Showing posts with label Diabetes Care Centre Vashi. Show all posts
Showing posts with label Diabetes Care Centre Vashi. Show all posts

Wednesday, January 29, 2020

Life and Treatment after Diagnosis of Diabetes | Sweet Clinics


Being a chronic disease in which the sugar level in the blood is elevated, the blood glucose lead to spillage of glucose into the. Resistance to insulin can also be the reason for diabetes. Typically, the blood glucose levels is regulated by insulin that lowers the blood glucose level and when there is urine an elevation in the blood glucose levels the insulin is released from the pancreas for regularizing the glucose level.

The insufficient production of insulin or absence of it causes hyperglycemia in patients with diabetes. Get an appointment with the Top Diabetologists in Vashi at Sweet Clinics in Mumbai. Diabetes is something which we all have heard about and it’s undeniably one of the common diseases in the world affecting a larger population.

When you are diagnosed with the Diabetes?

Getting news about diabetes could be overwhelmed and confusing. Understanding diabetes is the first step towards living the best way after the diagnosis. The best diabetic centers in Navi Mumbai emphasis on managing the condition through a balanced diet, regular medications and through an active lifestyle as there is no cure for diabetes.  

The type 1 diabetes occurs due to not production of insulin which doesn’t allows glucose to reach body cells. Diabetes specialist in Navi Mumbai recommends treatments like insulin therapy to manage their condition and live a long healthy life. Patients with diabetes and hyperglycemia are more prone to increased incidence of complications, increased length of hospital stay, diabetes management care clinics in Mumbai have expertise in treating with utmost care with management systems to ensure that hyperglycemic patients achieve target below glucose levels.

Benefits of Getting Diabetes Surgery in Vashi, Mumbai

The benefits of getting your diabetes surgery in Mumbai includes the low cost, highest quality medical services and care from the best diabetes surgeon in Navi Mumbai.
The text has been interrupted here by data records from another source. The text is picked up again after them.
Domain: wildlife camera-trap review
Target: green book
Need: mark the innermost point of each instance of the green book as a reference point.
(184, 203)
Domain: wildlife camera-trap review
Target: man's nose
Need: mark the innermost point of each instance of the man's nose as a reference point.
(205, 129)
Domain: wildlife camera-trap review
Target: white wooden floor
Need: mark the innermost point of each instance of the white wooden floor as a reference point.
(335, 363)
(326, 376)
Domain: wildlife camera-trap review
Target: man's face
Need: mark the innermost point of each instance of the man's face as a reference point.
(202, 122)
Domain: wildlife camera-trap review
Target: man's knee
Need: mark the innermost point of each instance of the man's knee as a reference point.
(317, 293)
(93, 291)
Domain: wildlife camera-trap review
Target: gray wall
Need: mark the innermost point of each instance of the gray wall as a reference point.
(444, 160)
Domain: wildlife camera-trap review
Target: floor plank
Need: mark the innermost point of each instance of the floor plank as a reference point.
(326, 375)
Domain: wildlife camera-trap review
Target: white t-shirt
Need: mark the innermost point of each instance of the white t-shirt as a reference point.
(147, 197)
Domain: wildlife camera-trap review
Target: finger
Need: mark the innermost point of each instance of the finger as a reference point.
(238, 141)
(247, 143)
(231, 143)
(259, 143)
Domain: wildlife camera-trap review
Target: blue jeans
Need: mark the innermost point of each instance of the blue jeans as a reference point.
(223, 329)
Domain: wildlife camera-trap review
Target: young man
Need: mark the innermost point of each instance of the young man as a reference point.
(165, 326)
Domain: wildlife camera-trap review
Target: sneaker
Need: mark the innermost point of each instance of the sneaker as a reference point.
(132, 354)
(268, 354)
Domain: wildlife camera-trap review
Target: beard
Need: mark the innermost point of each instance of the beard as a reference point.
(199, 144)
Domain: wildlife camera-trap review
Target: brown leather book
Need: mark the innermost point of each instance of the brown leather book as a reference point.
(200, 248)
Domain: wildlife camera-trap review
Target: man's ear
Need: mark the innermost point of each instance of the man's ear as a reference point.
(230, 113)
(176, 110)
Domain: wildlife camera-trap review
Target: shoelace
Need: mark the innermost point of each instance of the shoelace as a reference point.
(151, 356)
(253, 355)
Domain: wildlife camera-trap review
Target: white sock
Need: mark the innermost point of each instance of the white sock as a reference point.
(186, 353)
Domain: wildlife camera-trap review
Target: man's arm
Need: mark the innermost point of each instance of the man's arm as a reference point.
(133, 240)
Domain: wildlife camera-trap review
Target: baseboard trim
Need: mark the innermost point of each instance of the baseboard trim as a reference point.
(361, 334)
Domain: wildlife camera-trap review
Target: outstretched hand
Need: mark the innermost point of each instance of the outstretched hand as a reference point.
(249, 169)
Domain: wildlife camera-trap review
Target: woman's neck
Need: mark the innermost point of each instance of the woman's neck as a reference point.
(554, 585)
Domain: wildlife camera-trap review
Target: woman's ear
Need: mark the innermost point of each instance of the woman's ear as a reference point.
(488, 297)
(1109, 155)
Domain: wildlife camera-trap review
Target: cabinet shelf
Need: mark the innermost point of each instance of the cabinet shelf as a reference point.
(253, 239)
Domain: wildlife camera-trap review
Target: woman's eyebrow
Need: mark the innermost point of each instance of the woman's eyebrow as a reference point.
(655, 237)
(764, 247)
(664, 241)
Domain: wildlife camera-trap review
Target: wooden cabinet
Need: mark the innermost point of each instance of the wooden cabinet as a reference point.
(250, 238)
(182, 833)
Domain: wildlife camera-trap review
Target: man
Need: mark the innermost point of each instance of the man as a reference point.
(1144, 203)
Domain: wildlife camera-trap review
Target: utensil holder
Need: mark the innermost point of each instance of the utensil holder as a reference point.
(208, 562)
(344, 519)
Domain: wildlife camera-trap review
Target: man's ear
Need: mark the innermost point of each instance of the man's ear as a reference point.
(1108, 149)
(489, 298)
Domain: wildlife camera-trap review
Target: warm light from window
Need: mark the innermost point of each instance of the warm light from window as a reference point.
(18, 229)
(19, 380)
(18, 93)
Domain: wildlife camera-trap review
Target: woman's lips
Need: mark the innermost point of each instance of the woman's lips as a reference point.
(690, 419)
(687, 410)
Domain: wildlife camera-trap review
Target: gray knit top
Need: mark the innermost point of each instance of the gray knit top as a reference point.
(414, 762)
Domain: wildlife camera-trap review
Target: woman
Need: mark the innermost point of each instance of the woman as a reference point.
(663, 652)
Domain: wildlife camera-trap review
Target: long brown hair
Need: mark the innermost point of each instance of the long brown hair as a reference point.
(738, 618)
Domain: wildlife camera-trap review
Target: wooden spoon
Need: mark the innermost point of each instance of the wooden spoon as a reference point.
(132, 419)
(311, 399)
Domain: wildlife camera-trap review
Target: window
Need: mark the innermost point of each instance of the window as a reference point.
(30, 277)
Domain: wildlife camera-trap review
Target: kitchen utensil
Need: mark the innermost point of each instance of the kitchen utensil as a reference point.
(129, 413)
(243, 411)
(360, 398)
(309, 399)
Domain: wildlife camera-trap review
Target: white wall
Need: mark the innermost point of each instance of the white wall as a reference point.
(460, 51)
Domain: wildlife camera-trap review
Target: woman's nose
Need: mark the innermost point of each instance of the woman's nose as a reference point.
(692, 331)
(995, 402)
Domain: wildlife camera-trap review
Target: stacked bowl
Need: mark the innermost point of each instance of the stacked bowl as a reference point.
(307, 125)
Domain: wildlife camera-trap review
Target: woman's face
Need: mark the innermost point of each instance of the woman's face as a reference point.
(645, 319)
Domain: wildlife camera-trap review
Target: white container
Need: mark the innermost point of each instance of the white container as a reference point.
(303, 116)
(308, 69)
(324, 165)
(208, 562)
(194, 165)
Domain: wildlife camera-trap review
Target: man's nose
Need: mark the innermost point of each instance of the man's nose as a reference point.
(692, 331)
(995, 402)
Since diabetes has affected about 200 million people worldwide the death rate due to this chronic progressive disease increases by 50% in the next 10 years.

Surgery from the diabetes specialists in Mumbai should now be looked as a viable therapy for not only the morbidly obese but also for the diabetes patients who fall outside the current BMI guidelines. The potential benefits of metabolic surgery are enormous and the implementation needs rethinking the goals and strategies for diabetes treatments.

Surgery for Diabetes: These bariatric surgeries help to reduce weight, hence leads to decrease the risks of disease at a very low level.
           Sleeves Gastrostomy Surgery
           Roux-en-y gastric bypass
           Adjustable gastric band
           Duodenal switch

Why Sweet Clinics in Mumbai for Diabetes Treatment?

Today, many global patients book their diabetes treatments and surgery in different reputed clinics and hospitals in India, one such Super Speciality Diabetes clinic in Vashi is Sweet Clinics Navi Mumbai. It is one of the renowned clinics that facilitates diabetes surgery in a cost-effective budget. Some of the services by the clinic are as follows:
·         19 Test to track diabetes
·         Consultation by Diabetologists, Dietician, Physiotherapist & Cardiologist
·         Unlimited Telephonic/ Email-Consultations
·         10% Discount on Medicines that are delivered to your home





Friday, January 24, 2020

What to do when you're diagnosed with Type 2 Diabetes : Sweet Clinics

Understanding type 2 diabetes
Diabetes develops when your blood sugar is too high.

Why does diabetes occur?
Diabetes develops when your blood glucose, also called blood sugar, is too high.

A hormone called insulin helps glucose from food get into your cells and be used for energy. Sometimes your body doesn’t make enough (or any) insulin or doesn’t use insulin well. Glucose then stays in your blood and doesn’t reach your cells.

Over time, having too much glucose in your blood can starve your cells and harm your eyes, nerves, kidneys, and heart.

What is type 2 diabetes?
Type 2 diabetes is also called “adult onset” diabetes, since it typically develops after age 35 (though a growing number of younger people are now developing type 2 diabetes.)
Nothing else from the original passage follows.